Couple Gets Engaged in Middle of N.C. Protest: 'Making History While Witnessing History'
Last Saturday, Alston said she wanted to attend a protest in downtown Raleigh, and so Young called out from his job at a local grocery store to protest with her, making sure to grab the ring he’d had locked up in his car glove compartment “just in case the moment presented itself.”
“[A crowd] gathered pretty dang quick,” he says of his proposal. “I had to stop and start over again, ‘cause I know she couldn’t hear me. I looked around and was like, ‘Whoa, there’s a lot of people here. So I gave it a second, gathered myself, let her get her composure… The funny thing is, she couldn’t even hear me. She knew what I was asking, so she just shook her head yes.”
He adds: “She probably didn’t want the attention, but you know what? She deserved it.”
The protest in Raleigh was just one of hundreds across the United States that have emerged in the fight against police brutality and systemic racism following the May 25 death of George Floyd, who died while in police custody in Minneapolis after an officer knelt on his neck for several minutes as he cried out for help.

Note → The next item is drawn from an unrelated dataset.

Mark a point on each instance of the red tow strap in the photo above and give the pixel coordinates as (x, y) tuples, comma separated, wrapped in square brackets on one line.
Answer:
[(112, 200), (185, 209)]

Though Young never expected to propose in the middle of such a pivotal moment in American history, he says he wouldn’t be surprised if a photo of their engagement ends up in future history textbooks as part of a chapter on 2020.
“The more and more that I see people are still finding out about it or freaking out about it, the more and more epic it is,” he says. “’Cause 2020, I think it’s unanimous, we’re in agreement: we’re like, ‘This is going down in history.’ And with this whole COVID, and the state of America now socially, they’re going to talk about it.”
As they await the birth of their child, whom they’ve dubbed “Baby Batman,” Young and Alston have already started wedding planning, and hope to tie the knot in September 2021.
“We’ll have a baby by then," he says, "so we’ll just take that baby and hit the dance floor."